Now you might be thinking your sweet kitty is nothing but an adorable floof that gets you tons of likes and comments on Instagram. But stop fooling yourself. Have you never figured out why we’re so great at finding all the bugs in your apartment? Or sleep with one eye open—never letting you out of sight for very long? Once you start to pay close attention, you’ll soon recognize the work of an espionage expert whose main mission is to keep a very close, non-digital eye on you.

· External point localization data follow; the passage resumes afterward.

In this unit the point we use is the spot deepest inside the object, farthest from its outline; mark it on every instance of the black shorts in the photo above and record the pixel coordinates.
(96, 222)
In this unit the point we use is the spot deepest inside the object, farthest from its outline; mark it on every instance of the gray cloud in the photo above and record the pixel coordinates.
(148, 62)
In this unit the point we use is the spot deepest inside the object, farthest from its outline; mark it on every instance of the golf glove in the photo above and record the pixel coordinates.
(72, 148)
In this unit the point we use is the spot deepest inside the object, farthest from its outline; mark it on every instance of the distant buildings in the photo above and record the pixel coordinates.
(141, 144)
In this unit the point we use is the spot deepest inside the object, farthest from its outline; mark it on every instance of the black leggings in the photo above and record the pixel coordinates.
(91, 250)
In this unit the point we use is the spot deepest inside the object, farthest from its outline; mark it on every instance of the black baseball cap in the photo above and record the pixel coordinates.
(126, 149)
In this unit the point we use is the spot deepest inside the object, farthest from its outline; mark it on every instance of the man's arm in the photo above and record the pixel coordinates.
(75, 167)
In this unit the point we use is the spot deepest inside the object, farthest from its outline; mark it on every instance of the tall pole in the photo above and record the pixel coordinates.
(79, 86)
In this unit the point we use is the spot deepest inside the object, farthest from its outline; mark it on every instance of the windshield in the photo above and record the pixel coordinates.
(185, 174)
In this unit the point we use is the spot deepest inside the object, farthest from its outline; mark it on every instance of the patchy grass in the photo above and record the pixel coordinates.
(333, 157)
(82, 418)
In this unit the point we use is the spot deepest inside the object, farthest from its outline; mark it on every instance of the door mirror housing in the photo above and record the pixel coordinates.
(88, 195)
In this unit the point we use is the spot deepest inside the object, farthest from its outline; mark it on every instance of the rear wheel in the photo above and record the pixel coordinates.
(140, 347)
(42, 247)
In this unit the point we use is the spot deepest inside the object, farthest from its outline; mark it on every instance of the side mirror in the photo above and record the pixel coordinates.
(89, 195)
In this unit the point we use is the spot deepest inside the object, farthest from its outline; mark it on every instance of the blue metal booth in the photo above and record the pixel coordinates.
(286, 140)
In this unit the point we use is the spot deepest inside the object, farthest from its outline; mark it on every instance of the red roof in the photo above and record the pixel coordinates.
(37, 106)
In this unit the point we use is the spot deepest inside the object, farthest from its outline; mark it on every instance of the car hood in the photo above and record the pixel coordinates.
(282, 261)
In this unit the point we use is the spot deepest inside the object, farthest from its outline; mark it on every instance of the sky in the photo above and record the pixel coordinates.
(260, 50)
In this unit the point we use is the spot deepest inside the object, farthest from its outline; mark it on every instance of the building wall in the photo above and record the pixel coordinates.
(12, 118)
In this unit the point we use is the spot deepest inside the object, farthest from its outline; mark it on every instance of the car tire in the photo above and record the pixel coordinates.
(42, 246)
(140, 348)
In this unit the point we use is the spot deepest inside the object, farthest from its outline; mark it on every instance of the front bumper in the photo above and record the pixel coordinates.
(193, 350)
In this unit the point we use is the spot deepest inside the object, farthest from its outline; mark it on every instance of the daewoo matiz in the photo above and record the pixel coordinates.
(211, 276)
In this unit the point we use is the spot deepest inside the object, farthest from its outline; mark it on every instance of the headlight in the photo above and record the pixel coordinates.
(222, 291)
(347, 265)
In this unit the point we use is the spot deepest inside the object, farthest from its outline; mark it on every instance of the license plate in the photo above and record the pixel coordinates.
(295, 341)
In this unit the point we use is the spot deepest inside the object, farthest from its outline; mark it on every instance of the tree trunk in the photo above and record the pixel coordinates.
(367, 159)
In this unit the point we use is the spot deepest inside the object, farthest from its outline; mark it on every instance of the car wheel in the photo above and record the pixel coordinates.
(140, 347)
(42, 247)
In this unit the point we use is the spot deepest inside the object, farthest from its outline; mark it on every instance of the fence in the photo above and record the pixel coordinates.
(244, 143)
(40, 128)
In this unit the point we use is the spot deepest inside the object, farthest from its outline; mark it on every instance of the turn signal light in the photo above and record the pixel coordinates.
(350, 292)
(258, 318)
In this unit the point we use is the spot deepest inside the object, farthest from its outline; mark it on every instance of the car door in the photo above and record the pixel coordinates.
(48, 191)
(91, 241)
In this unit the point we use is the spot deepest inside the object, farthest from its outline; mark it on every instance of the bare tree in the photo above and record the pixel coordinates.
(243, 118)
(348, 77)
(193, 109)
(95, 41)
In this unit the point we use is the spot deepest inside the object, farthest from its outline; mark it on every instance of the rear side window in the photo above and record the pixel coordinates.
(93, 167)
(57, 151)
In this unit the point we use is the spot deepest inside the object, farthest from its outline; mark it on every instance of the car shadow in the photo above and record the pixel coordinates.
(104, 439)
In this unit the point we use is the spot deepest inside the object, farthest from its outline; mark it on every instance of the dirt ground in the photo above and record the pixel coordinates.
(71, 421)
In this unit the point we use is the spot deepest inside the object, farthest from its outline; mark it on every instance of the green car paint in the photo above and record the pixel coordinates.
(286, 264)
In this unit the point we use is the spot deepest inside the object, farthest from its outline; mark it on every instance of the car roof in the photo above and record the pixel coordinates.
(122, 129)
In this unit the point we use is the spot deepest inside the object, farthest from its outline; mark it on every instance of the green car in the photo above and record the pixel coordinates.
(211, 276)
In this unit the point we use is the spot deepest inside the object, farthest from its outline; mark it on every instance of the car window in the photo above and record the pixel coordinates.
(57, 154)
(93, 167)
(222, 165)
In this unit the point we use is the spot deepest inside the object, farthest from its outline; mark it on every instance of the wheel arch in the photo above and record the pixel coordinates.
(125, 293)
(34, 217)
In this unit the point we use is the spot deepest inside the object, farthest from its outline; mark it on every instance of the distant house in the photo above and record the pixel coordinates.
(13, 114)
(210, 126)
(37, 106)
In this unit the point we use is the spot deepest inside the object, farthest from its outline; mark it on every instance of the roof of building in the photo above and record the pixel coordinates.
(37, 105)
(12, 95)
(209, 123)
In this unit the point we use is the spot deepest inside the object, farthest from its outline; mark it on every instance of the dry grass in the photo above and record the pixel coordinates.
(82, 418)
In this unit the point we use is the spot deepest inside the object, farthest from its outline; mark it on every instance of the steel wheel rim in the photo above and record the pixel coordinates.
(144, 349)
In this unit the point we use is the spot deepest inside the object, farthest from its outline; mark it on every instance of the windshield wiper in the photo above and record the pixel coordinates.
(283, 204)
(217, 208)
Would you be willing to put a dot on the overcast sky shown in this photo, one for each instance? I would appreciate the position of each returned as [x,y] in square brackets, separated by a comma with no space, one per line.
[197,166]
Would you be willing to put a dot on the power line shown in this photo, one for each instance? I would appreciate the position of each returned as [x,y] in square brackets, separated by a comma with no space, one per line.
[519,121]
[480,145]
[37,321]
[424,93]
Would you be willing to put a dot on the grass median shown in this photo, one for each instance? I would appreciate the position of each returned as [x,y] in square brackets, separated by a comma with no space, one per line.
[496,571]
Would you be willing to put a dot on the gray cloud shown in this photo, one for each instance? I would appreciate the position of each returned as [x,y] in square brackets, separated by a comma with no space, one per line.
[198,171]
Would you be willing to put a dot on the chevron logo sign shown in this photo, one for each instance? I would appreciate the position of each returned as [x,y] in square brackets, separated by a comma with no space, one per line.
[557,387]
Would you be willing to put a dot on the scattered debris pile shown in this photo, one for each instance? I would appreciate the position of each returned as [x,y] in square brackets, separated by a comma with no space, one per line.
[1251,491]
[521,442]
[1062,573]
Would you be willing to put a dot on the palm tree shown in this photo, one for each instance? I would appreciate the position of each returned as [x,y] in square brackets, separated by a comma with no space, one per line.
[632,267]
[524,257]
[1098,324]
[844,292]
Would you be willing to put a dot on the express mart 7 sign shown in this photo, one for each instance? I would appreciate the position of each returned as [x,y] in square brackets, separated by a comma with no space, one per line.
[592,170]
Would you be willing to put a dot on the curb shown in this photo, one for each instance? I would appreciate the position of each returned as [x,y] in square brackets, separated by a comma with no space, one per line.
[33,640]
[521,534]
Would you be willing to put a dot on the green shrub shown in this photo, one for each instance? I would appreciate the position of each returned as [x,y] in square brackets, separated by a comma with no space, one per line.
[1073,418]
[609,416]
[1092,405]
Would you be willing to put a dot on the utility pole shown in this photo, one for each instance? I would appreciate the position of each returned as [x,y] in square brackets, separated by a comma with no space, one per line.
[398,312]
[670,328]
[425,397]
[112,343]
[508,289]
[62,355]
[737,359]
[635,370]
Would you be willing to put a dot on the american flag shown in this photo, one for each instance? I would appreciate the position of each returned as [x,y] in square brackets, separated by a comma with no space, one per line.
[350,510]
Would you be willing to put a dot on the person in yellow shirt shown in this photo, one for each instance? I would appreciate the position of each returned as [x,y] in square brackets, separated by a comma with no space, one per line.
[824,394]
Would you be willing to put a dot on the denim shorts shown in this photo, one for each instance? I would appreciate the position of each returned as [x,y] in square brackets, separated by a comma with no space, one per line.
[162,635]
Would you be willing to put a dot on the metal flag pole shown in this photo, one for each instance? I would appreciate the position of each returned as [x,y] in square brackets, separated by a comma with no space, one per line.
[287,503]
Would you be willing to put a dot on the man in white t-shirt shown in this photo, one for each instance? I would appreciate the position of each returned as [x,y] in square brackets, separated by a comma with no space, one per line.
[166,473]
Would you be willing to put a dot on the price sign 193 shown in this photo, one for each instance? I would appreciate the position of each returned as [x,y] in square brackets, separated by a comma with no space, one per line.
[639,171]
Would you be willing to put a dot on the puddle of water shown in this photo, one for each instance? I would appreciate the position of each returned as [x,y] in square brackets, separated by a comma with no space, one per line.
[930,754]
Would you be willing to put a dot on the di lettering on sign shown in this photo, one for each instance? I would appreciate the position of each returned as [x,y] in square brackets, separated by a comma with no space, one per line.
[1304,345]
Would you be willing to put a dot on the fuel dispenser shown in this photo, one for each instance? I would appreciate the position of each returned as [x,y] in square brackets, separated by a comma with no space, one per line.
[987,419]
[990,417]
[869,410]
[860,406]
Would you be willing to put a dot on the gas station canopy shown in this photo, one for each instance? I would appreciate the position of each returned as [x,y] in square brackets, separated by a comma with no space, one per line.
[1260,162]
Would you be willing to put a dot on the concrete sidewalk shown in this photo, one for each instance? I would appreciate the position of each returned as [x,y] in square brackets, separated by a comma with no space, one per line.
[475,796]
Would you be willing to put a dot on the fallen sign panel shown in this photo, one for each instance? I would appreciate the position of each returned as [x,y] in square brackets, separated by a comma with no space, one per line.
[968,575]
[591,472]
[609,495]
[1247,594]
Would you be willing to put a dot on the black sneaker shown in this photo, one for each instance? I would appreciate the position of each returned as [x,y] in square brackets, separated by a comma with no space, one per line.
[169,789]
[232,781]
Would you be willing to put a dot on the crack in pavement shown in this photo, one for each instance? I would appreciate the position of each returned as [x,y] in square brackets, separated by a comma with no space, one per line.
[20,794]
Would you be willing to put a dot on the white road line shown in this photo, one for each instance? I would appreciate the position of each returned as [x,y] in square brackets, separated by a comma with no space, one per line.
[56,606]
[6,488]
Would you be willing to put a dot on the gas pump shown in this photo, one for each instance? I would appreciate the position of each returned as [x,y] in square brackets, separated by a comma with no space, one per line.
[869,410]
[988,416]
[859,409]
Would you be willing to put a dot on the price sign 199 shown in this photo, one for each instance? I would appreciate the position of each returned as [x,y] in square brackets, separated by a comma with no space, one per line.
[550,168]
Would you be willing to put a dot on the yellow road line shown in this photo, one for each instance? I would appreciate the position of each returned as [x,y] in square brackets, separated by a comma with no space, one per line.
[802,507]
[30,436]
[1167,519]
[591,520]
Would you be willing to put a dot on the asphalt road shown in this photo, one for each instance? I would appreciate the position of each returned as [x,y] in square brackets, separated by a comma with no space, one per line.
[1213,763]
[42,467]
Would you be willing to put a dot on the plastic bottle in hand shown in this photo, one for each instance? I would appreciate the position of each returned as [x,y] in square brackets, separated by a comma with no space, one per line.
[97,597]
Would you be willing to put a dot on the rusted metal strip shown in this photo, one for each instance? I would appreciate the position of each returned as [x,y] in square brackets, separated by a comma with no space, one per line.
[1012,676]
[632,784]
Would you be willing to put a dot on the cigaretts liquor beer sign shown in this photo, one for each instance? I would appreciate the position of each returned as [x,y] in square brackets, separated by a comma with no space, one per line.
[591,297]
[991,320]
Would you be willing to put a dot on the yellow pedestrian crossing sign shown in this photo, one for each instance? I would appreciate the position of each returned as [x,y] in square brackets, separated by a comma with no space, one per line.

Cats are masters of disguise. Our skills of stealth and deception are unparalleled in the animal kingdom. We come with built-in night vision technology, have mastered the art of parkour, and even stake out the highest ground to carry out a deep-surveillance inspection of all your activities (and in my case, even my Dad’s expanding bald spot).
Most likely you’ve even told your friends how funny it is that your cat loves to sit on your laptop while you work. What you should be thinking instead is: “Why does he constantly try to intercept my emails?” “Has he figured out all my passwords by sitting on the keyboard and feeling which keys are still warm?”
Seriously, do you still trust that sweet secret agent?
Here’s an insider tip: if you suspect your cat’s a spy, look up its lineage. Why not check out 23andMeow? Simply send them a coughed-up furball with a cheque for $300, and they’ll tell you if your cat descends from a family of investigators.
But in the meantime, remember this: We’re always watching. We’re always listening. Strategically placed in your home, hiding our true motives, just like the way we hide in boxes tucked away inside your closet (which I think you’ll agree is very spy-like behavior).
So instead of worrying about Alexa or the microwave eavesdropping on your conversations, pay close attention to where your cat is. Chances are you’ll find him lurking on the windowsill or pretending to nap in a sunbeam in your living room. But stay alert. Be vigilant. And document any suspicious signs.
Because even when you think you're alone, you’re not.